All was not well with Mountain Drive either. Up through the early 1900s, the Drive ended at the Eaton place, Riso Rivo. From there, sightseers would turn down Palm Avenue (Cold Spring Road) to reach Sycamore Canyon Road and the valley of Montecito. Palm Avenue, however, was private property and Eaton, due to the public’s misuse of his land, kept closing it.

After Eaton closed the road again in January 1900, the Morning Press reported, “Now people must use Ferl’s old road. For over a mile this canyon road is the private property of William Ferl, who keeps it in order for the benefit of tourists. Recently he has had much trouble with some of those who, in their thoughtlessness have not considered the damage they do when they break down orange trees, pull green and ripe fruit from the branches, trample and pluck flowers and take general freedom with anything they see. Mr. Ferl has posted notices against trespassing and says that so long as people remain on the road, they may cross his place.”

The City, meanwhile, continued to work with Eaton, actually leasing the part of Mountain Drive that crossed his property and Eaton agreed to open Ashley Road, thereby lengthening the Drive. In 1906, still plagued by vandalous excursionists, Eaton closed Mountain Drive again when the three-year lease was up. The City had the final say, however, when they condemned the land of Palm Drive, and made it a public road in 1907.
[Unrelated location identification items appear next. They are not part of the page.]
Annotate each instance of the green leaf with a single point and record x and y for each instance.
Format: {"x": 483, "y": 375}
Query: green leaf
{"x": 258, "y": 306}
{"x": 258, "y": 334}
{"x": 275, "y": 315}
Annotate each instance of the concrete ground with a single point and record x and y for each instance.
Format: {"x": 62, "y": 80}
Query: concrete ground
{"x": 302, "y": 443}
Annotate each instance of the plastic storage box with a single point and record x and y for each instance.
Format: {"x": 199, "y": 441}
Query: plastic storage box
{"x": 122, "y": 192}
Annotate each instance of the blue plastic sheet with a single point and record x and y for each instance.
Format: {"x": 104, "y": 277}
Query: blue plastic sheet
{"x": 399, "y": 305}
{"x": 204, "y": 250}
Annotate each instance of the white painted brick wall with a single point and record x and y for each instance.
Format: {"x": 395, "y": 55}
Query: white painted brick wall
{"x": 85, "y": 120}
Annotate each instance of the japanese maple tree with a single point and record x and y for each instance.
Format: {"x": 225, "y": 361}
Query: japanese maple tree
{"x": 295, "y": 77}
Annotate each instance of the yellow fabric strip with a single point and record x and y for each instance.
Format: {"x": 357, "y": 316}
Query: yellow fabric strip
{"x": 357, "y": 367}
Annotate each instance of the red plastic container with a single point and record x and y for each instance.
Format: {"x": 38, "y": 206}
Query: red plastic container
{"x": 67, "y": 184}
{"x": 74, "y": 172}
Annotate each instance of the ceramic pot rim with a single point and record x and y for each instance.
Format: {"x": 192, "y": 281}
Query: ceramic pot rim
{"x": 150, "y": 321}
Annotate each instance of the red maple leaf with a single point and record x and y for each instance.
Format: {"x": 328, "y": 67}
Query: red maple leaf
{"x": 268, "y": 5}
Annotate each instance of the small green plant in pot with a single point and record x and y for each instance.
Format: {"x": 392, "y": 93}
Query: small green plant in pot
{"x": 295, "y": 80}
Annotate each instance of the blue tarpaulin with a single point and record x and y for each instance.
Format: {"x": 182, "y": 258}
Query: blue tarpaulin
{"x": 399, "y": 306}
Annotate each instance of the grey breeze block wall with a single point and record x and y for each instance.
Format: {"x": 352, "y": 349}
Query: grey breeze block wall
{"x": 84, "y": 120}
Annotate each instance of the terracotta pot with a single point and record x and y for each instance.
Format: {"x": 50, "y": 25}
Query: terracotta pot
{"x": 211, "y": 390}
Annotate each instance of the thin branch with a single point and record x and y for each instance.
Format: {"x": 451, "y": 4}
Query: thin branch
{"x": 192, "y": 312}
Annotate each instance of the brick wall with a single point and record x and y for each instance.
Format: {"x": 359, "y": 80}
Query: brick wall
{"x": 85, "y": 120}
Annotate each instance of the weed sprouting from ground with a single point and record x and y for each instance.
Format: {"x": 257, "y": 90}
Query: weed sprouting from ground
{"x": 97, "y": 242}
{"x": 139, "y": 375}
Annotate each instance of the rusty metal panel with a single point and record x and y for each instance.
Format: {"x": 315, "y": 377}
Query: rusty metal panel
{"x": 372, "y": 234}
In 1906, William Ferl contracted pneumonia and was advised by his doctor not to return to his ranch in Montecito. Days later he was found dead at Mountain Nook. He left everything to his daughter, the son having inherited from Ferl’s estranged wife in 1905. Anna Ferl Meyer sold the ranch to Herbert M. Orriss in January 1907. Mrs. Orriss kept Mountain Nook open for a period of time until the switch to automobiles no longer provided a steady stream of thirsty tourists.

(Other sources: contemporary news articles; Montecito and Santa Barbara by David Myrick.)